The cells that detached well when trypsinized were placed in a 15 mL centrifuge; the medium was added in an amount equal to that of trypsin. The mixture was centrifuged at 300 rcf and 4°C for 5 minutes. After removing the supernatant, 2 mL of medium was added to form the cell solution. Approximately 14 mm × H 1 mm of scaffold was placed in each well of a 24-well plate, and 500 of cell solution was added to the surface of the 3D scaffold in each well. After 30-minute incubation with 5% CO₂ at 95% relative humidity at 37°C, the scaffold was removed from the incubator and placed into another well with no additional agents; 2 mL of medium was added to initiate the cell attachment experiment. After 3 days of culturing, the test sample for EDS analysis was prepared by immersing the scaffold containing the cells in 5 mL 10% formaldehyde overnight to fix the cells to the scaffold.

3. Results and Discussion

3.1. FT-IR Analysis of PVA-g-Chitosan

The FT-IR was used to confirm the specific chemical groups of grafted PVA-g-chitosan 3D scaffold. Figure 1 displays the FT-IR spectra of PVA, chitosan, and the grafted PVA-g-chitosan 3D scaffold. The observed absorption peaks mainly of PVA were 2941, 1000 cm⁻¹ of CH₂; 1734 cm⁻¹ of C=O, 3383; and 1150 cm⁻¹ of OH, 1098 cm⁻¹ of C–O, and 850 cm⁻¹ of C–C [5, 11]. The functional groups of PVA in the FT-IR spectrum of the grafted PVA-g-chitosan 3D scaffold were also observed. The major absorption peaks of chitosan were 1654 cm⁻¹ of C=O-NHR and 1540 cm⁻¹ of –NH₂ [19, 20]. The FT-IR peak near 3000 cm⁻¹ was weaker in the CH₂ group of chitosan and grafted sample compared to the CH₂ group of PVA. The absorption peaks of PVA-g-chitosan at 800–1700 cm⁻¹ were characterized for both PVA and chitosan.

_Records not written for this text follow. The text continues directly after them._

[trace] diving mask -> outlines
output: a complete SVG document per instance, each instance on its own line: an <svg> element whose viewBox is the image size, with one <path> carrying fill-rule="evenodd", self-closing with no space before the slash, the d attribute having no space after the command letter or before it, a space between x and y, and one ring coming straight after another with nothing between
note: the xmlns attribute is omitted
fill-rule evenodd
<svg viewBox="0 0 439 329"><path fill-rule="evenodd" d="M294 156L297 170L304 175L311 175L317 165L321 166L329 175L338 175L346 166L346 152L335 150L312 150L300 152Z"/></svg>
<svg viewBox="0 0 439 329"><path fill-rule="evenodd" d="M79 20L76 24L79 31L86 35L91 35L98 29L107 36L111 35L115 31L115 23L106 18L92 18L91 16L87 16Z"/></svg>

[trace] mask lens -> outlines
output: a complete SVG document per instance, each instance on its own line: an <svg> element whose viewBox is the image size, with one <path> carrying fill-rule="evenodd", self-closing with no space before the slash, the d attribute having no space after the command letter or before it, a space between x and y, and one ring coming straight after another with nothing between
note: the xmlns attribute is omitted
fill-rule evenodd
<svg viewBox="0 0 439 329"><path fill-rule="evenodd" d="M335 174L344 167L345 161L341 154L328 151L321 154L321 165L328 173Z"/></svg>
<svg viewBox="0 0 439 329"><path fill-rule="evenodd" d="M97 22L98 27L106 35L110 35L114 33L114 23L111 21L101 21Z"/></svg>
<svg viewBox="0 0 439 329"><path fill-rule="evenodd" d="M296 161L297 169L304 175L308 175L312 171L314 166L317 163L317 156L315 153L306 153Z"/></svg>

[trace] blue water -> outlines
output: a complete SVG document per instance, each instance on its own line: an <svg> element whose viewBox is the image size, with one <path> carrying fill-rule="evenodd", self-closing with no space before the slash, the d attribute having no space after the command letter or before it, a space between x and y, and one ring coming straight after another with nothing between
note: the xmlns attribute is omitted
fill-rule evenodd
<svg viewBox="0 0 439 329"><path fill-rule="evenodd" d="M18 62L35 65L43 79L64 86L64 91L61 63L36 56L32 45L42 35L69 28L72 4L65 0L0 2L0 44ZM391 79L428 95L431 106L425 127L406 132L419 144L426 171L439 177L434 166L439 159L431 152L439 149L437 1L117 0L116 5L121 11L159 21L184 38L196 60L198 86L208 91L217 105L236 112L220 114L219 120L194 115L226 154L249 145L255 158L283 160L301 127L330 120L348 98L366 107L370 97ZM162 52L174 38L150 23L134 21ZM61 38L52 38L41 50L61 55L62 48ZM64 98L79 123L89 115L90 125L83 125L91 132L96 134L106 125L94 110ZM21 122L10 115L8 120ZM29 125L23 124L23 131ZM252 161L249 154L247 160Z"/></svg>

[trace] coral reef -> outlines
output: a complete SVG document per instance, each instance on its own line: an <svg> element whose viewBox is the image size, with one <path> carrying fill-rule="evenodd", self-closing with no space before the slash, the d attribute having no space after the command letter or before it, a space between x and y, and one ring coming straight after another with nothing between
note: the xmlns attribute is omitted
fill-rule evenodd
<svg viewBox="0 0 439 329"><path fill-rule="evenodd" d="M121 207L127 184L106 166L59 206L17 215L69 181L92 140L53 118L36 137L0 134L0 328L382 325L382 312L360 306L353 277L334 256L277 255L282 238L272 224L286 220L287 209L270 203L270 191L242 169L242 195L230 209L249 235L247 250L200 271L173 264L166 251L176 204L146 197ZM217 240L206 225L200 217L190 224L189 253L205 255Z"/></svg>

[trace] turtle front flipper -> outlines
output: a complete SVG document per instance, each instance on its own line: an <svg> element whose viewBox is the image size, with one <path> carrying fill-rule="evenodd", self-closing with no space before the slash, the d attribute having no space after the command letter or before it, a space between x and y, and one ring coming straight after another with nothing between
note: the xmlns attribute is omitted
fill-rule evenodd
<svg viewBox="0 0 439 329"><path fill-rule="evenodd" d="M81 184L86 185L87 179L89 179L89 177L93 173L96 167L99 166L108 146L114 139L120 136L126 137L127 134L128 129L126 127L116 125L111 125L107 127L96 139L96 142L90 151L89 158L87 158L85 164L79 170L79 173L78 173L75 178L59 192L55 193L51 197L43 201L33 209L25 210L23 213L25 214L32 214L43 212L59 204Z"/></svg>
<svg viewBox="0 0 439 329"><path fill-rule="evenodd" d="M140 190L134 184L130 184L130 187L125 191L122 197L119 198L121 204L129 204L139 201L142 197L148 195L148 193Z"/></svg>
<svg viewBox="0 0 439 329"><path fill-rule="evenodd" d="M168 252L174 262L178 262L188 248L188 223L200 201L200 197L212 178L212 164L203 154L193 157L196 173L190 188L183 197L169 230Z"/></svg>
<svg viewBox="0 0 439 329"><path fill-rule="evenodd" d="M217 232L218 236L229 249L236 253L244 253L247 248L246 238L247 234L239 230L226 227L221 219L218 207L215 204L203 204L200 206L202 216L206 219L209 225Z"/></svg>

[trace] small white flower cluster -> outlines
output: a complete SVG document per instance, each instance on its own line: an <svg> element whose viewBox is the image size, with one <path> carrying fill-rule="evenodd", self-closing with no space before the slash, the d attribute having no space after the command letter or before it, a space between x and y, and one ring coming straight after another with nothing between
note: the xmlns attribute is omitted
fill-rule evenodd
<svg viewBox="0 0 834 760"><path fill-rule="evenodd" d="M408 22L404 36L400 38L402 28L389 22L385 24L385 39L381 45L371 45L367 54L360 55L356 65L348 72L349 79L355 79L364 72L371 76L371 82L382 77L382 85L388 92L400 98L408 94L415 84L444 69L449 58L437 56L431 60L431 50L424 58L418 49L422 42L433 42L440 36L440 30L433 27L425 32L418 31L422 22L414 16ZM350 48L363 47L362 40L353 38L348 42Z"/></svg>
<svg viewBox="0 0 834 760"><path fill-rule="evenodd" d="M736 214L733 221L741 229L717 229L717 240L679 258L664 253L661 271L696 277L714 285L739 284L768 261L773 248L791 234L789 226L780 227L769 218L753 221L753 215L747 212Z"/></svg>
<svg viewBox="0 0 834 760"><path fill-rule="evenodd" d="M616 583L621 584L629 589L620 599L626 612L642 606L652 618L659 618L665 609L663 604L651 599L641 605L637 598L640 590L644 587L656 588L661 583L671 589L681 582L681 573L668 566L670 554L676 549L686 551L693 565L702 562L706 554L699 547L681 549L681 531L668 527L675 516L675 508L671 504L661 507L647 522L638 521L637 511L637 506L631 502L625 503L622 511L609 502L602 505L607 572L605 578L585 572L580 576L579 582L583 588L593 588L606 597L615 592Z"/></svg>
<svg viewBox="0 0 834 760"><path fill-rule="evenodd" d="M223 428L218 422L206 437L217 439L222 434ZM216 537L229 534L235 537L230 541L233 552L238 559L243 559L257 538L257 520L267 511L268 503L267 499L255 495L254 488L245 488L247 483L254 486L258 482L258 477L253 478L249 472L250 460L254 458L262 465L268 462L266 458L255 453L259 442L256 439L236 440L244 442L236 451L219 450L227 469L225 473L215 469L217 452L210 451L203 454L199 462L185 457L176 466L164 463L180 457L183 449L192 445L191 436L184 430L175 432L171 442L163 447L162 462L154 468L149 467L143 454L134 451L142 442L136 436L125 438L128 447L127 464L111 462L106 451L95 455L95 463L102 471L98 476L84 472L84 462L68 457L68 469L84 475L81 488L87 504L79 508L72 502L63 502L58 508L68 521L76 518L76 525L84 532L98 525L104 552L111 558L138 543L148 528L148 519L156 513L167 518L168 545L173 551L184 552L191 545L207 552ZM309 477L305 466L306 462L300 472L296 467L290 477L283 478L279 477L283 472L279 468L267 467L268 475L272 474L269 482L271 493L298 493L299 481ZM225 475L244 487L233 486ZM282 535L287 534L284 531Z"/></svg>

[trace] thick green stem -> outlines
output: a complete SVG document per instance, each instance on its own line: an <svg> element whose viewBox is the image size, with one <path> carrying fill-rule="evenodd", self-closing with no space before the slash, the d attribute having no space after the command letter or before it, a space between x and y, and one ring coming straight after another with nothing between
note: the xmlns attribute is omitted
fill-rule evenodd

The grafting agent formaldehyde (aldehyde group) is known to react with PVA and chitosan (hydroxyl groups) in the presence of an acid catalyst and form 1,3-dioxane rings [21–23]. The successful preparation of the PVA-g-chitosan was confirmed by the significant changes in the major FT-IR absorption peaks of the grafted PVA-g-chitosan upon grafting.

3.2. Morphology of 3D Scaffold

Because of its insufficient strength when incubation time is prolonged, chitosan requires a blend/graft material to support the cell culture. Therefore, the PVA was combined with chitosan to improve its physical properties [8]. The morphology of the grafted PVA-g-chitosan 3D scaffold was then observed by SEM. Figure 2 is a SEM image of the PVA-g-chitosan 3D scaffold. The photographs show the distribution of the pores of the grafted PVA-g-chitosan 3D scaffold. The PVA-g-chitosan scaffold in Figure 1 was treated with chemistry foaming agent, which was stirred during the manufacturing process. The resulting 3D scaffolds samples had pore sizes of CH25: 452 μm, CH50: 428 μm, and CH75: 280 μm. Apparently, the high concentration of chitosan decreased the pore size in the 3D scaffold.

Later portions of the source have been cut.